PANTOFFELN
Wenn es „Fetisch“ heißt, denken viele erst mal an Lackkorsett, Peitsche und Mundknebel. Im weitesten Sinne also an eine Verkleidung, die sexuell stimulieren soll und z. B. auf einer Fetischparty zum Einsatz kommt. Aber Fetisch meint an und für sich einen alltäglichen Gegenstand, der erst durch den Blick von „Fetischist*innen“ seine Gewöhnlichkeit verliert und eine sexuell stimulierende Wirkung erhält. Das heißt also, dass wir durch eine Welt gehen, in der prinzipiell alles zu einem Fetisch werden kann. So auch die Füße und Schuhe, die uns durch diese Welt tragen. Einen komplexen Fall von Schuhfetisch hatte der Schriftsteller Gustave Flaubert. Nachzulesen ist das in den Briefen an seine Geliebte Louise Colet: „Das ist die Stunde, in der ich, allein, und während alles schläft, die Schublade aufziehe, worin meine Schätze sind.

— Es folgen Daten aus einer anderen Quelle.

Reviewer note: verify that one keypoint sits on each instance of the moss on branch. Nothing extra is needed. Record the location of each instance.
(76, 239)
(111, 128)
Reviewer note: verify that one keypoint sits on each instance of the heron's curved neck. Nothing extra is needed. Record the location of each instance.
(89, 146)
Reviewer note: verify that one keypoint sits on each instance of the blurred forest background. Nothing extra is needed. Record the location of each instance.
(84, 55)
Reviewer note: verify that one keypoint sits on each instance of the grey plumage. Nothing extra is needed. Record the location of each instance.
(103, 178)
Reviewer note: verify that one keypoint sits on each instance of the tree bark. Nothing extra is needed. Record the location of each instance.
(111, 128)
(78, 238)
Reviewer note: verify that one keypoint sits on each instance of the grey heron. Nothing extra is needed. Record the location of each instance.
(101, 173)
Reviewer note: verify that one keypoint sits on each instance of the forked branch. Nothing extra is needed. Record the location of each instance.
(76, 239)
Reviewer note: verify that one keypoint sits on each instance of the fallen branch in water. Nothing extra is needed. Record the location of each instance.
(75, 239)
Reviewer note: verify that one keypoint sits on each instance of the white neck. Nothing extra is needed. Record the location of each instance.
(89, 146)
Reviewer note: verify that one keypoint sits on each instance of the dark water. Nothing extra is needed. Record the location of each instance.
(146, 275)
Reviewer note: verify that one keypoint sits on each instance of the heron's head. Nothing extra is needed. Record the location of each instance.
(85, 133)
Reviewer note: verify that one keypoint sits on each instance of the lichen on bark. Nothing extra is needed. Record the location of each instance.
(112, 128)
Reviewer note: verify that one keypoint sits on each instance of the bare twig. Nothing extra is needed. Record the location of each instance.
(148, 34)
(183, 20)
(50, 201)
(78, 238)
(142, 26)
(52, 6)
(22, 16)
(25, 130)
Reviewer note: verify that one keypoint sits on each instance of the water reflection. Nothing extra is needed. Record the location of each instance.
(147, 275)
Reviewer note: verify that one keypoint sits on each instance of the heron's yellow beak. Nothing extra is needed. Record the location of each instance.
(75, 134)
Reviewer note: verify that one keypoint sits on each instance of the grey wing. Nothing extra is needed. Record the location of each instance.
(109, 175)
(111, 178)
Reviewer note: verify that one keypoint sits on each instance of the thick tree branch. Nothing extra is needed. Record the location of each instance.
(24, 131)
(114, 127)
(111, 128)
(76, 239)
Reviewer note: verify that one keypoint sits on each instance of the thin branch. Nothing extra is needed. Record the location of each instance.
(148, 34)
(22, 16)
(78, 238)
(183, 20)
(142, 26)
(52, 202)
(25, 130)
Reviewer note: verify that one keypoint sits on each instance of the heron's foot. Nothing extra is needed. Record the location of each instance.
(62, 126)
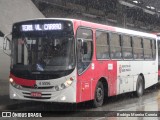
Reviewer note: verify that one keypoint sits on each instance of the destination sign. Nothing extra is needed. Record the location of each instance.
(42, 27)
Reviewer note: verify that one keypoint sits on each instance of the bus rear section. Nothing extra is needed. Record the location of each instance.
(43, 64)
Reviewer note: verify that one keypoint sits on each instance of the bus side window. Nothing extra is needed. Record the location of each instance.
(147, 48)
(115, 46)
(102, 45)
(138, 48)
(84, 48)
(127, 47)
(154, 48)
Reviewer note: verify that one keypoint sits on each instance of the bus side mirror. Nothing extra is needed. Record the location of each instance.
(85, 50)
(83, 46)
(7, 45)
(1, 34)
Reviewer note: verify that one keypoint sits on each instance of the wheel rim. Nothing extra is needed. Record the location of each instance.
(99, 94)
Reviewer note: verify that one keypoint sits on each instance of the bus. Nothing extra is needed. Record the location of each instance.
(72, 61)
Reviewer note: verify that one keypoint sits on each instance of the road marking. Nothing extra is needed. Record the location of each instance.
(100, 118)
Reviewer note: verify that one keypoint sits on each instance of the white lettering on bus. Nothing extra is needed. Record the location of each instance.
(27, 28)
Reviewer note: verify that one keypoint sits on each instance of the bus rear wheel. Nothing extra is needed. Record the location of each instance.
(140, 86)
(99, 95)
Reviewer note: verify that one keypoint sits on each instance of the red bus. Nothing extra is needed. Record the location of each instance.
(72, 61)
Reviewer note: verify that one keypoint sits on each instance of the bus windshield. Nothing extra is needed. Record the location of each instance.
(45, 53)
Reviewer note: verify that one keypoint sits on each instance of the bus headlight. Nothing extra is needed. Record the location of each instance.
(68, 82)
(64, 85)
(14, 84)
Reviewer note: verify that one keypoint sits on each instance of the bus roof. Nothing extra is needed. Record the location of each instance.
(101, 27)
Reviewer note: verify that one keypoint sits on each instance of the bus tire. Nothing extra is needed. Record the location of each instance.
(140, 86)
(99, 95)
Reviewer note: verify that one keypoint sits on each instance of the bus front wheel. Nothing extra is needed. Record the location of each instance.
(140, 86)
(99, 95)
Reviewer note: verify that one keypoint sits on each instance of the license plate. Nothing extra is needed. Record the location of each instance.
(36, 94)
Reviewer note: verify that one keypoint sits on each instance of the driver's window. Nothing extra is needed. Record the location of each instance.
(84, 48)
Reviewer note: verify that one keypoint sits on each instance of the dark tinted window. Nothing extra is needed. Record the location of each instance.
(102, 45)
(115, 45)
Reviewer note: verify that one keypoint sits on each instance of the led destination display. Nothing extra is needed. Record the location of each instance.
(41, 27)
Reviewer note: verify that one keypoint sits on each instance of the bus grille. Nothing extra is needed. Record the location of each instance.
(49, 87)
(44, 96)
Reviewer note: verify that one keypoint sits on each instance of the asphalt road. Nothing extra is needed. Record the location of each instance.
(121, 103)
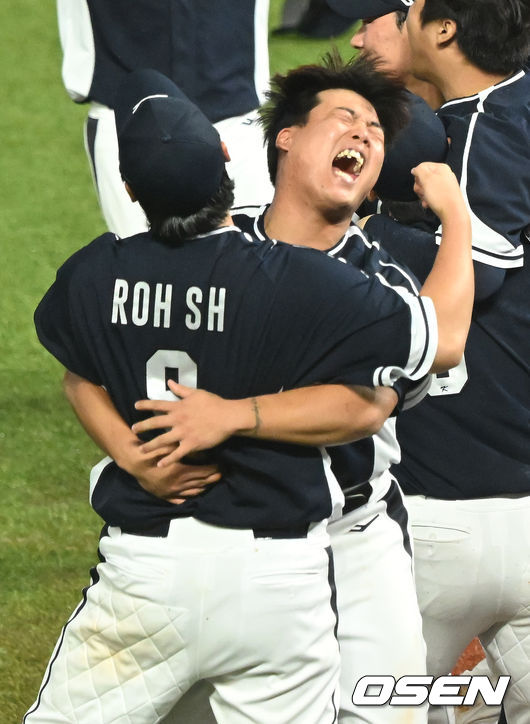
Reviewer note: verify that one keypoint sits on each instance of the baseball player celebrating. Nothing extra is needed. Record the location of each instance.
(465, 464)
(198, 299)
(382, 525)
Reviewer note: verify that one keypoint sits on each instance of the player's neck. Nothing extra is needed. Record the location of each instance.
(429, 92)
(462, 79)
(303, 226)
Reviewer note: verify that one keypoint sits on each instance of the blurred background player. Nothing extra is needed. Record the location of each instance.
(383, 32)
(216, 52)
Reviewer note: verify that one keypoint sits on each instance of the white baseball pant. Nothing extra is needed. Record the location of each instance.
(472, 564)
(254, 616)
(379, 621)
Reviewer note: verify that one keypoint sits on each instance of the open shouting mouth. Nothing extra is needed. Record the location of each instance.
(348, 163)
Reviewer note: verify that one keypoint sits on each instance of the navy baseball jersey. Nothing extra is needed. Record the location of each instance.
(469, 438)
(360, 461)
(187, 40)
(238, 317)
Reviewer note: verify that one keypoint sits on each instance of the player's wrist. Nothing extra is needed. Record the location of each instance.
(247, 420)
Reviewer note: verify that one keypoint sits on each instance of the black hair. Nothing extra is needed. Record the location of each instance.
(292, 96)
(174, 229)
(494, 35)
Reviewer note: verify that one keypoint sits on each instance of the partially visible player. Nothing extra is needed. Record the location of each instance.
(216, 52)
(372, 558)
(466, 464)
(383, 32)
(197, 297)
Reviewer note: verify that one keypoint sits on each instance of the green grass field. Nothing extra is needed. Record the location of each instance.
(48, 209)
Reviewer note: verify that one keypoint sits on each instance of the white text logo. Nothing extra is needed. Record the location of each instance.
(416, 690)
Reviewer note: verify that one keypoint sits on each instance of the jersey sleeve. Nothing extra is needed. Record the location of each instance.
(490, 156)
(61, 324)
(361, 330)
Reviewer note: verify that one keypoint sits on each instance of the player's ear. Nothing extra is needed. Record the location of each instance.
(130, 192)
(284, 138)
(225, 151)
(446, 31)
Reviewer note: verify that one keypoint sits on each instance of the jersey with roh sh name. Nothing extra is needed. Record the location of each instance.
(238, 317)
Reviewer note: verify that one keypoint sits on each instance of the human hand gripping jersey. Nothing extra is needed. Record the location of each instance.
(238, 317)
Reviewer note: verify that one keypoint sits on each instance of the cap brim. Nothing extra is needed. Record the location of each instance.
(138, 85)
(359, 9)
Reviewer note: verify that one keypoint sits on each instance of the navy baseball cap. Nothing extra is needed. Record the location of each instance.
(359, 9)
(422, 139)
(170, 154)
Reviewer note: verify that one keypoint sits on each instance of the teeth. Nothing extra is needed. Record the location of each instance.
(351, 153)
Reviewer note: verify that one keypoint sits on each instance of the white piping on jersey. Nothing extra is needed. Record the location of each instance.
(261, 49)
(403, 273)
(335, 491)
(494, 249)
(95, 475)
(219, 230)
(77, 41)
(352, 231)
(482, 95)
(424, 337)
(148, 98)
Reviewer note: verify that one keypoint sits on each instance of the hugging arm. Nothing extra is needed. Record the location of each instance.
(100, 419)
(318, 415)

Ich betrachte Deine Pantoffeln … ich lese noch einmal

Deine Briefe, ich atme ihren Moschusduft. Wenn du wüsstest, was ich jetzt fühle! … Wie gut war meine Idee, Deine Pantoffeln mitzunehmen! Wenn Du wüsstest, wie ich sie betrachte! Die Blutflecken werden bräunlich, sie verblassen, was können sie dafür?“ Anstatt Louise zu sehen, schreibt Gustave Briefe, in denen er beteuert, wie sehr er sie liebt – und immer neue Gründe erfindet, um sie nicht zu besuchen. Statt Sex mit ihr zu haben, betrachtet und liebkost er ihre Pantoffeln. Die stehen, wie uns Sigmund Freud erklärt hat, symbolisch für die Vagina. Das leuchtet schnell ein, wenn man daran denkt, wie der Fuß in den Pantoffel reinflutscht, und erklärt, wieso Flaubert die Schlappen so lustvoll betrachtet und sie sein Schreiben anheizen. Heute, an trostlosen Winterpandemietagen, können wir auch an Stiefel statt Pantoffeln denken. Vielleicht finden sich ja Stiefelchen mit Lackabsatz und in Vulvafarbe in euren Schuhregalen, die jetzt die Straßen erfreuen können. So wären Symbol und Signal deutlich – und die Kastra…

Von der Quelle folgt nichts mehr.